The basic argument is that Twitter is not as popular as other social media platforms and it’s been overtaken in terms of where the culture is really happening:
Perhaps the best realistic case for Twitter’s importance comes from writer Ryan Broderick, who calls it “the main website through which all culture travels” in America. But that’s not because everyone in America uses Twitter — Broderick is arguing that Twitter is simply the top layer of social media, mainly because it’s quite searchable, especially compared to TikTok (for now). It’s a guide to the rest of the internet, not a hangout.
“When I talk to people who are looking at the broader media ecology, it’s very clear that Twitter’s importance in this sphere ... has an expiration date,” the Atlantic’s Charlie Warzel told me when we talked about all of this on this week’s Recode Media. Twitter’s usefulness as a political tool had a decade-long run that peaked during Trump’s presidency, he theorizes. Now it’s likely going to give way to something new. “You can also imagine other politicians or other people coming up and using a different platform in a different way that makes it that important,” he told me.
Some of this I agree with, but I think Kafka and a lot of people are not necessarily giving enough credence to one reason Twitter will stay incredibly important to the way the media works.
Kafka poses a thought experiment:
What happens if Twitter goes offline tomorrow, for good? A bunch of us get some valuable time back, for starters. More seriously, some people lose an easy way to tell the world what they think, and a larger number lose a real-time window to the world.
Yes, these things would happen, but something else would happen: a huge number of reporters and journalists would lose their large direct platform audiences. Twitter did a very good job over the last decade getting journalists of all stripes to spend a lot of time on Twitter and the result of that is that journalists in general have a lot of followers on the platform.
Followers are an asset. There is a monetary value to them. But they are not a very moveable asset. I cannot exchange my 80k Twitter followers for 80k Instagram followers or 80k TikTok followers. I can encourage my Twitter followers to also follow me on other platforms or to subscribe to this substack but that is hard and it takes a long time and it never translates to one even exchange.

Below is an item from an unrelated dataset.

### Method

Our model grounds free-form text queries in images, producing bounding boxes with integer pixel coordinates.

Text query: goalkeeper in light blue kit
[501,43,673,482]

I have been doing this substack for a year and a half and I have 12k followers, which means 68k people follow my Twitter account but have not followed me to this substack.
That is true at every level of the media right now. Some people also have large Instagram accounts and large TikTok accounts but the average reporter doesn’t. They do probably have thousands of Twitter followers. Maybe not as many as me. And I don’t have as many as other people, but they have more than anywhere else.
To get people en masse to abandon those assets, you’d have to offer them some other equivalent. And that doesn’t exist at the moment. The media will continue to be dominated by Twitter because the people who work in the media have individual interests to not only continue growing their Twitter audiences but to protect the value of that audience.
Substack is an interesting way of thinking about this. My situation, where virtually all of my subscribers have come from Twitter, is not unique. One of the reasons I was willing to try a substack at all was because of my large Twitter following. Without that, I would have no obvious way of growing it.
But even if you aren’t doing a substack or something like that, the same sort of thing applies to almost every other job in media. Your personal ability to wield an audience makes you special. It helps you get book deals and go on television and it helps you get paid more money to be a staff writer because your readership is not 100% dependent on the homepage editor at your publication or the SEO gods at Google.
When people talk about Twitter’s importance they normally think about it in terms of the big huge accounts, like Trump or Elon Musk or Ezra Klein or Ben Shapiro, or Rachel Maddow, but the real reason Twitter is immovable is because of the working class media accounts. Shapiro and Klein and Maddow and blah blah are so big that they’re still going to be big if Twitter stops existing tomorrow. The copy editor with 3k followers, the local news reporter with 7k followers, and the CNN assistant producer with 10k followers won't.
And they’re the ones that actually make the media happen.